The City was also disappointed by an apparent abandonment of any plans to return excess capital to shareholders through a share buy-back. According to Mr Wanless, the group's capital base was in line with its target range, disappointing analysts who had hoped for a return of up to pounds 700m to shareholders. The dividend for the six months to June was also less generous than expected, up 10 per cent to 10.6p a share.

Group profits were driven by more than doubled profits from NatWest UK, the core retail and commercial banking operation. Profits of pounds 453m from that division compared with pounds 222m, but last year's figure was distorted by the cost of disposals and branch closures. Before these costs, the rise in profits was a more subdued 4 per cent and Mr Wanless struck a pessimistic note on the prospects for income growth in retail banking, which has become increasingly competitive.

The rise in profits at NatWest UK disguised a collapse in profits from NatWest Markets from pounds 219m to pounds 58m. That represented a fall in profits even after the pounds 85m hit attributed to an interest rate option pricing error early in the half. A cover up of that derivatives loss has since cost the jobs of six senior executives, including the chief executive, Martin Owen.

NatWest Markets suffered from a sharp rise in its cost base following the recent acquisitions of businesses costing more than pounds 1bn.
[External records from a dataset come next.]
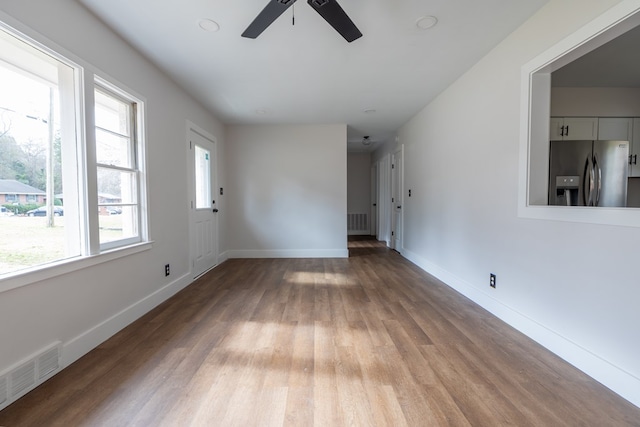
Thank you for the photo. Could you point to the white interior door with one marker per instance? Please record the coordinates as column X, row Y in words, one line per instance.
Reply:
column 374, row 200
column 396, row 200
column 204, row 219
column 384, row 198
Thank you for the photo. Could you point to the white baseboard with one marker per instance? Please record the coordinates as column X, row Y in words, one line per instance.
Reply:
column 613, row 377
column 223, row 257
column 87, row 341
column 289, row 253
column 358, row 233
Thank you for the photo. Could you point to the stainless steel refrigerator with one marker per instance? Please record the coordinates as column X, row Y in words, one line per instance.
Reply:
column 588, row 173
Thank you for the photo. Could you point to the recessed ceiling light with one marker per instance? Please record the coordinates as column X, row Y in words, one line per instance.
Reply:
column 209, row 25
column 426, row 22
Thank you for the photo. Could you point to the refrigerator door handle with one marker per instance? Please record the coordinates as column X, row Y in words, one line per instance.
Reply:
column 587, row 187
column 598, row 183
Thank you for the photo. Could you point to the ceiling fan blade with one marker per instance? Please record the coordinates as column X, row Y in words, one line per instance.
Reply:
column 270, row 13
column 331, row 11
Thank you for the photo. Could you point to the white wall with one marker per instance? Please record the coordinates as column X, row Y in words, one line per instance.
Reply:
column 359, row 183
column 595, row 101
column 570, row 286
column 287, row 191
column 84, row 307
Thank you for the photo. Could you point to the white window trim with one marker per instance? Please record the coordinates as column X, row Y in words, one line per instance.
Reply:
column 534, row 119
column 140, row 156
column 87, row 75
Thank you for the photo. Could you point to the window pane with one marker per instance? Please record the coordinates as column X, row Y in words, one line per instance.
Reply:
column 116, row 186
column 38, row 158
column 113, row 149
column 117, row 226
column 203, row 178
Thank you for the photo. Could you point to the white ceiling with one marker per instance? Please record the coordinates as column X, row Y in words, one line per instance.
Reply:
column 307, row 73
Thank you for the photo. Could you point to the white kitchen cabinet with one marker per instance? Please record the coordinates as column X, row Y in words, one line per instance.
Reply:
column 615, row 129
column 573, row 128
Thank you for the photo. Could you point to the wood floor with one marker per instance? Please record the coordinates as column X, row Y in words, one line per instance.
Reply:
column 371, row 340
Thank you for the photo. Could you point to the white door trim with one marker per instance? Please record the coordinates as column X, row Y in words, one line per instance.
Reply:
column 193, row 128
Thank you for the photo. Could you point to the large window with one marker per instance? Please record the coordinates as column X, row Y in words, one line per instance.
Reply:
column 117, row 168
column 53, row 211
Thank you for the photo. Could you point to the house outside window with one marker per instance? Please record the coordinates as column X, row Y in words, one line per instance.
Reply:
column 41, row 123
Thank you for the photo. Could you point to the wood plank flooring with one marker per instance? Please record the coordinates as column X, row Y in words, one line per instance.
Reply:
column 368, row 341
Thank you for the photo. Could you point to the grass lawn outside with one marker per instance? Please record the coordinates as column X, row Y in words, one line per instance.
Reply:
column 27, row 241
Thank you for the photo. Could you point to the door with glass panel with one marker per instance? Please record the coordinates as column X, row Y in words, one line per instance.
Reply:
column 204, row 206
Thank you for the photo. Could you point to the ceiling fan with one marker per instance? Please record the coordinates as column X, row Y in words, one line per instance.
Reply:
column 330, row 10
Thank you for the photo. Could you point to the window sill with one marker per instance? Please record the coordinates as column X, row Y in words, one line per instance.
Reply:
column 36, row 274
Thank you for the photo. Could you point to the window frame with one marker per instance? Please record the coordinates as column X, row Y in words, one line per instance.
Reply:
column 85, row 79
column 136, row 148
column 535, row 120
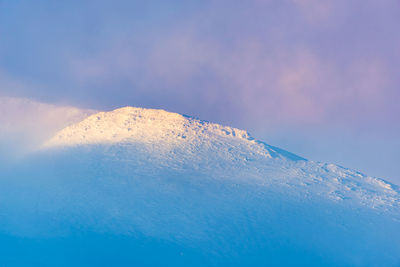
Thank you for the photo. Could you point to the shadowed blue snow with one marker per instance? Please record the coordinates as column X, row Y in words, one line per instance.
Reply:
column 211, row 198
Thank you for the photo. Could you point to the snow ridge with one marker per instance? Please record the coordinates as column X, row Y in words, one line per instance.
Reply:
column 155, row 127
column 178, row 142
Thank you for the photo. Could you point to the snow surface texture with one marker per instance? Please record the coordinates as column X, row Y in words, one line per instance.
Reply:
column 178, row 141
column 143, row 187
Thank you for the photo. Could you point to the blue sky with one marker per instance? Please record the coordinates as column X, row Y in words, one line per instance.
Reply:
column 319, row 78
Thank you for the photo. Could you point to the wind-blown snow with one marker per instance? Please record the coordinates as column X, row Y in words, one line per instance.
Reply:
column 178, row 141
column 143, row 187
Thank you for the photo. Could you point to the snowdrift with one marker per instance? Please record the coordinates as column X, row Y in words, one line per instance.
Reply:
column 140, row 187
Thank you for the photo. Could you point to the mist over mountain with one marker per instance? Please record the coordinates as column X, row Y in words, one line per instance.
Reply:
column 149, row 187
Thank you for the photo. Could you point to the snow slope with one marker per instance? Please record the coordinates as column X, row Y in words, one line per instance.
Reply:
column 177, row 142
column 142, row 187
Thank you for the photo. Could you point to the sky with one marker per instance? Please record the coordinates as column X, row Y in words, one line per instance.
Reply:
column 318, row 78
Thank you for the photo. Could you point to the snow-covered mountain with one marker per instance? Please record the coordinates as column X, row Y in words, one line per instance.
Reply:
column 152, row 188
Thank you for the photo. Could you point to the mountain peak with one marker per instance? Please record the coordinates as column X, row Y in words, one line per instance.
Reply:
column 161, row 131
column 139, row 124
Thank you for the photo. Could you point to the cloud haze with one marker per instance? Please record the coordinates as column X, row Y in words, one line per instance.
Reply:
column 302, row 65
The purchases of Gleacher, Greenwich Capital and Hambro Magan contributed to a pounds 30m rise in the division's operating income but led to a 51 per cent jump in costs from pounds 398m to pounds 600m.

NatWest Markets made a return on the capital employed in the business of only 2.4 per cent during the half year, which Mr Wanless admitted was "inadequate". That return compared with more than 25 per cent from the core high street bank and dragged the group total down to 13.4 per cent, below NatWest's own 17.5 per cent target.

Even that increase would leave NatWest well behind its best performing rivals such as Lloyds TSB, which last week unveiled a sharp rise in its return on equity to over 40 per cent.

Mr Wanless insisted last week's reorganisation, which sees NatWest Markets predictable and highly profitable treasury operation taken back into the group, was not just a cosmetic exercise. "I'm confident now, with the new management in place, that they'll get the return up."

It was announced last week that Konrad "Chip" Kruger, an internal candidate, would lead NatWest Markets as chief executive. Mr Wanless refuted the accusation that Mr Kruger's appointment followed a failure to attract a heavyweight outsider to the position.

Questioned on possible acquisitions, Mr Wanless said it made strategic sense for NatWest to expand its interests in long-term savings and pensions by buying an insurance company. But he said current valuations made a deal unlikely.